Industry awards are a fraught subject in PR circles.
Awards with an application fee can feel like pay-to-play ploys, and most awards don’t result in media coverage. That can make it difficult to justify the time and effort involved by both the company and its PR partner. But applying for—and securing—awards can come with tremendous benefits, if it is done with a strategic eye and end goal in mind.
Elevating your client
PR pros are good at telling client’s stories in pitches, profiles and other media placements: Where they came from and the milestones they’ve achieved, not to mention where they’re going and who they’re disrupting along the way. Awards submissions and honors can provide another venue to share those stories. Though it’s true that smaller awards probably won’t deliver automatic media coverage, any recognition can help you bolster your profile in the marketplace.

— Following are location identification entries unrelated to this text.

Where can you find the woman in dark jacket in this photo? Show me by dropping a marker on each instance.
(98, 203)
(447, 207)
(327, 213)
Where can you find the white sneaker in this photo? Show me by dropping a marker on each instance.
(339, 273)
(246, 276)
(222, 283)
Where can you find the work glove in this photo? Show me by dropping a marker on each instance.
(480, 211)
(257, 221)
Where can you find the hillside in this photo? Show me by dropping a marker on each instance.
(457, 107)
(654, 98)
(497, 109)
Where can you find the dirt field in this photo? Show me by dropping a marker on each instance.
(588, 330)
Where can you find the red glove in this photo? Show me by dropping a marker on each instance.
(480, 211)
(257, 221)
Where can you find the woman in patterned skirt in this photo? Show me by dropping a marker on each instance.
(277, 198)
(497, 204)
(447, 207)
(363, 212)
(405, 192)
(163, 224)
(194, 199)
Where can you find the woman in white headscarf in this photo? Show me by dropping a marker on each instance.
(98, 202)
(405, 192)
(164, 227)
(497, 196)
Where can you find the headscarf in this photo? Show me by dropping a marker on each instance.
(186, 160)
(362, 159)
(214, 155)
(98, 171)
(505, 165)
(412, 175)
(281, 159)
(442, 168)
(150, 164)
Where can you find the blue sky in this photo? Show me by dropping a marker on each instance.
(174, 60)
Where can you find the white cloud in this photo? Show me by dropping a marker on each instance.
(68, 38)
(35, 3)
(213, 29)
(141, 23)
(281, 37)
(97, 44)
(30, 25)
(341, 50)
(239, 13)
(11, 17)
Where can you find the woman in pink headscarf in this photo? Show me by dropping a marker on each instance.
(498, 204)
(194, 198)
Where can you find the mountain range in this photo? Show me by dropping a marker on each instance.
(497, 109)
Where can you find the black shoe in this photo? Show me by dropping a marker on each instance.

Awards also help distinguish you from competitors, and they can complement a broader plan to position the company strategically. Morris Panner, CEO of Ambra Health, has been successful in highlighting new products and showcasing his company with awards, including multiple CODiE Awards from the Software and Information Industry Association (SIIA). “There are a lot of people who are trying to launch a company or product or trying to stay relevant, and you need credibility or you’re just shouting into the wind because there’s so much noise in the marketplace,” he says. “Awards allow you to start to curate your experience to direct your attention to the right place.”
That client elevation can work on an individual level within the company, too. Seeking out awards for executives can highlight the efforts of an individual and help distinguish them as an industry leader.
Enriching companies internally
Awards also help promote success within companies internally. At Renaissance Learning, CPO Todd Brekhus says winning awards—and visibly displaying them—helps boost morale for the honored employees, the department and the entire company. “Getting recognized from the outside is pretty special,” he says, noting that the company considers applying for awards part of the new product process. “Human nature wants to recognize accomplishments and be recognized for accomplishments.”
Awards can be a bragging point for companies to use in internal and external communications, too. Panner says Ambra Health gets a boost in web traffic from the energy that surrounds winning awards, especially bigger awards like the CODiEs. [Full disclosure: Our agency represents the CODiEs as the official PR partner.]
They also use the win as an aggressive part of outbound campaigns, so customers know they’re using award-winning products from an award-winning company. “The nice thing is we can really attribute in our marketing analytics and analysis the impact from awards,” he says.
Getting the most bang for your buck
It’s true that some awards are mere pay-to-play opportunities, giving a certificate and a title to whoever’s willing to pony up the fee. It’s also true that those awards don’t carry much clout. However, awards that require robust entry forms, are selected by panels of judges, or are sponsored by prominent and reputable media organizations are generally good bets.
Check out past winners, too. Most awards, including Fast Company’s Most Innovative Companies, the CNBC Disruptor 50 and the Inc. 5000, have archives of past winners you can look for when trying to decide which is right for you to enter.
Applying for awards won’t automatically lead to media coverage or instantly establish a company as an industry leader. But the value of awards as part of an ongoing strategy to accomplish those things cannot be overstated.
Jacob Moon is the co-founder of Method Communications.